Das Judentum und der Wein
Autor: Bearbeitet von Herbert Kriener
Sulzfeld, Montag, 25. November 2019
Josef Schuster zu Gast beim "Niederfall" des VDP-Franken in Sulzfeld. 28 Weingütern zu Gast im historischen Rathaus.
Mit dem „Niederfall“ feiern die fränkischen VDP-Prädikatsweingüter alljährlich ihr Erntedankfest. Diesmal trafen sich die Winzer aus 28 Weingütern mit Qualitätsanspruch im historischen Rathaus in Sulzfeld. Bürgermeister Gerhard Schenkel warf bei der Begrüßung einen Blick in die Geschichte der Weinbaugemeinde, die auf das Jahr 1007 zurückgeht.
Das Rathaus hatte Würzburgs Fürstbischof Julius Echter 1609 errichten lassen. In dessen denkmalgeschütztem Ratsam begrüßte Robert Haller, Leiter des Bürgerspitals zum Hl. Geist in Würzburg und seit zwei Jahren Vorsitzender des VDP-Franken, seine Winzerkollegen und weinbewanderte Gäste aus ganz Deutschland. „Wir wollen den Traubenadler als unser Markenzeichen noch mehr in das Bewusstsein der Menschen bringen“, kündigte Haller an und freute sich darüber, dass fränkische VDP-Winzer auch in diesem Jahr wieder renommierte Preise auch international geholt haben.
Menü vom Sternekoch
Höhepunkt des Abends war vor dem Weinmenü von Sternekoch Bernhard Reiser der Vortrag von Josef Schuster, Präsident des Zentralrats der Juden in Deutschland. Der Würzburger Arzt sprach über den jüdischen Weinhandel in Franken und die Bedeutung des Weins im Judentum. Er erinnerte daran, dass der Bayerische Landtag es den Juden erst 1861 ermöglicht habe, ihren Wohnort frei zu wählen und sich in Städten anzusiedeln. Der damalige Kitzinger Bürgermeister Andreas Schmiedel habe seinerzeit Juden ermuntert, sich in Kitzingen niederzulassen. Er erhoffte sich durch sie einen wirtschaftlichen Aufschwung für die Stadt.

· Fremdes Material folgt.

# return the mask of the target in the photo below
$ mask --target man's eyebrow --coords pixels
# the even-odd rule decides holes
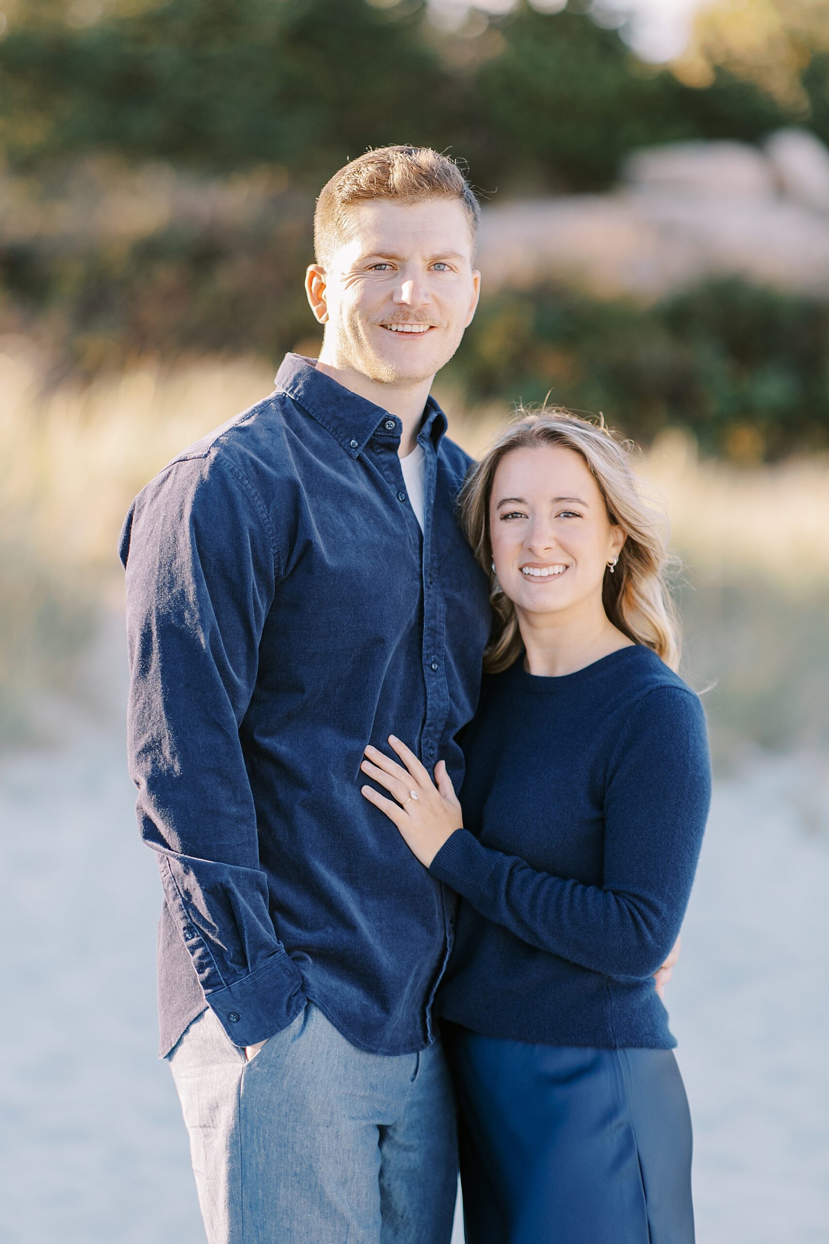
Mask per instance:
[[[585,509],[589,509],[590,505],[589,501],[583,501],[580,496],[554,496],[552,500],[553,505],[559,505],[562,501],[575,501],[578,505],[585,506]],[[523,496],[505,496],[496,505],[496,510],[500,510],[502,505],[510,505],[510,504],[515,505],[516,503],[518,505],[527,505],[527,501],[524,500]]]
[[[431,255],[429,258],[429,262],[434,264],[434,262],[436,262],[439,260],[444,260],[444,259],[460,259],[460,260],[464,260],[464,259],[467,259],[467,258],[469,256],[462,255],[459,250],[441,250],[441,251],[437,251],[437,254]],[[360,255],[359,262],[360,264],[365,264],[369,259],[392,259],[392,260],[395,260],[396,262],[401,262],[403,259],[404,259],[404,256],[403,255],[395,255],[393,251],[369,250],[364,255]]]

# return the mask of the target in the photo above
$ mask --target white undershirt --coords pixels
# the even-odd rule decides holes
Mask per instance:
[[[425,505],[424,475],[426,470],[423,445],[415,445],[410,454],[400,459],[400,469],[403,470],[403,481],[406,485],[411,509],[415,511],[415,518],[423,531]]]

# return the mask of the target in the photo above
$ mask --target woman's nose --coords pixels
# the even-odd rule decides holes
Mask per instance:
[[[527,539],[527,549],[533,554],[549,552],[557,544],[556,532],[546,524],[533,526]]]

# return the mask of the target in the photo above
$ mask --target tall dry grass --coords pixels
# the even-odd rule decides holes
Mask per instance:
[[[32,688],[71,683],[96,608],[118,591],[116,544],[132,496],[271,387],[260,361],[199,358],[47,389],[31,346],[0,338],[0,735],[21,733]],[[451,394],[441,397],[451,412]],[[507,417],[455,409],[450,432],[480,453]],[[686,672],[696,685],[716,683],[708,705],[722,748],[825,738],[829,465],[737,470],[700,460],[669,433],[640,470],[686,562]]]

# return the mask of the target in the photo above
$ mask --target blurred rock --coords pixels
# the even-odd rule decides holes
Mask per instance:
[[[486,281],[566,280],[605,297],[657,299],[735,275],[827,295],[829,152],[797,131],[773,134],[768,151],[672,143],[634,152],[609,194],[486,208]]]
[[[778,129],[766,153],[787,199],[829,213],[829,152],[819,138],[808,129]]]
[[[669,143],[633,152],[621,179],[643,190],[769,198],[776,192],[769,162],[748,143]]]

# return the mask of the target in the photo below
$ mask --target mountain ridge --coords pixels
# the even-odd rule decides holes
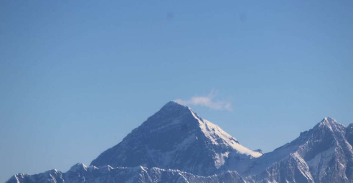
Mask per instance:
[[[6,183],[352,183],[352,143],[353,124],[346,127],[327,117],[263,154],[170,101],[88,166],[19,173]]]

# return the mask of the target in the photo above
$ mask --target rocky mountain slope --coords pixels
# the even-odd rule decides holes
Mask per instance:
[[[91,165],[19,173],[6,183],[353,183],[353,124],[325,118],[262,154],[190,108],[165,105]]]
[[[246,159],[262,155],[243,146],[190,108],[170,102],[91,165],[142,165],[210,175],[224,164],[229,153]]]

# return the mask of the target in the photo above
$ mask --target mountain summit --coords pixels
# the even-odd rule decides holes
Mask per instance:
[[[352,183],[352,145],[353,124],[326,117],[263,154],[171,101],[89,166],[18,173],[6,183]]]
[[[262,155],[243,146],[190,108],[170,101],[91,165],[142,165],[205,175],[215,172],[229,153],[241,159]]]

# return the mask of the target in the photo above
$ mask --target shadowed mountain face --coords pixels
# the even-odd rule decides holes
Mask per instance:
[[[243,146],[188,107],[170,102],[91,165],[142,165],[204,175],[223,165],[229,153],[246,159],[262,155]]]
[[[290,143],[241,168],[232,168],[231,162],[226,165],[250,176],[251,182],[353,182],[353,151],[346,138],[351,137],[351,129],[325,118]]]
[[[353,124],[346,128],[325,118],[263,154],[189,107],[170,102],[88,167],[19,173],[6,183],[352,183],[352,143]]]

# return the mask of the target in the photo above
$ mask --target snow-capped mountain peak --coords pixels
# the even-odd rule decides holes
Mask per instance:
[[[262,155],[243,146],[190,107],[170,101],[91,164],[142,165],[206,175],[214,173],[231,153],[241,159]]]

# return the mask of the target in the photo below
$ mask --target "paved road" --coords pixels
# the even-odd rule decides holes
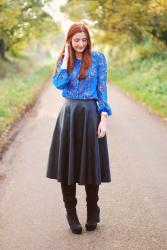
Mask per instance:
[[[1,250],[167,249],[167,125],[113,85],[108,120],[112,182],[100,186],[101,223],[71,233],[60,184],[45,177],[48,150],[62,104],[52,84],[0,166]],[[78,215],[86,220],[84,186],[77,185]]]

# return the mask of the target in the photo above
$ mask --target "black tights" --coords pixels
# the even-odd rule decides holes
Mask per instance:
[[[75,209],[77,204],[76,184],[67,185],[61,182],[61,189],[62,189],[65,208],[67,210]],[[88,208],[97,207],[97,202],[99,200],[98,196],[99,185],[86,184],[85,191],[86,191],[87,207]]]

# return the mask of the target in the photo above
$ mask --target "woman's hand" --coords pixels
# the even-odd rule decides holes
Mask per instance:
[[[107,131],[107,118],[101,118],[97,131],[98,138],[104,137],[106,131]]]
[[[65,49],[64,49],[64,58],[68,60],[69,57],[69,46],[70,44],[68,42],[65,43]]]

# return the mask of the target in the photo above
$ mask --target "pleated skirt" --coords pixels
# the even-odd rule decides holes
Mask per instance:
[[[98,138],[100,114],[94,99],[67,99],[58,114],[47,174],[72,185],[111,182],[107,135]]]

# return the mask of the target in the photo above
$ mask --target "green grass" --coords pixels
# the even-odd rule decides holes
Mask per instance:
[[[0,79],[0,135],[34,102],[51,75],[50,65],[35,66],[27,59],[10,66]]]
[[[122,57],[124,56],[122,52]],[[122,62],[121,58],[113,60],[109,67],[109,80],[161,117],[167,118],[166,51],[154,52],[149,56],[138,53],[136,58],[126,62]]]

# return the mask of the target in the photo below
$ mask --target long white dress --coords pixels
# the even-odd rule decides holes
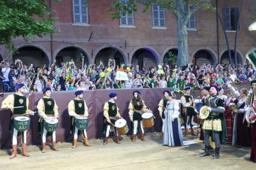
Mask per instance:
[[[167,102],[163,144],[168,146],[184,146],[179,109],[179,103],[175,100]]]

Die in die Stadt zugewanderten Juden enttäuschten diese Hoffnung nicht. Ein großer Teil engagierte sich im Weinhandel, was andere Erwerbszweige nach sich zog und dem Stadtsäckel komfortable Steuereinnahmen verschaffte. Kitzingen wurde, so Schuster, sehr bald ein bedeutendes Weinhandelszentrum. 1906 habe es in Kitzingen 52 jüdische und 50 christliche Weinhändler gegeben – und das bei einer jüdischen Bevölkerung von weniger als 500 Menschen.
Mit der Machtübertragung an die Nationalsozialisten am 30. Januar 1933 wurden Juden in rasanter Geschwindigkeit aus dem Wirtschaftsleben vertrieben, aus der Gesellschaft ausgegrenzt und schikaniert. Wem es nicht gelang, der Nazi-Barbarei in letzter Minute zu entkommen, wurde ab 1941 in die Todeslager der Nazis deportiert. Nur sehr wenige überlebten den Massenmord.
Alte Mythen
Hatten in der Weimarer Republik noch 600 000 Juden in Deutschland gelebt, so war es nach der Schoa nur wenig mehr als eine Handvoll. Bis 1990 zählte die jüdische Gemeinschaft in der Bundesrepublik weniger als 30 000 Mitglieder.
Das änderte sich erst, als nach dem Ende der Sowjetunion nach Deutschland geflüchtete Juden hier ein ständiges Niederlassungsrecht erhielten. Inzwischen haben wir knapp 100 000 Mitglieder in den jüdischen Gemeinden in Deutschland. Zum Vergleich erinnerte Schuster daran, dass an die fünf Millionen Muslime in Deutschland leben. Dennoch werde den Juden von gewissen Kreisen ein ungeheurer Einfluss zugeschrieben. Alte Verschwörungsmythen von der Weltmacht des Judentums finden sich vor allem im Internet zu Hauf, so Schuster. Als Folge dieser Hetze sieht Schuster den jüngsten Anschlag auf eine Synagoge in Halle, bei dem zwei Menschen starben.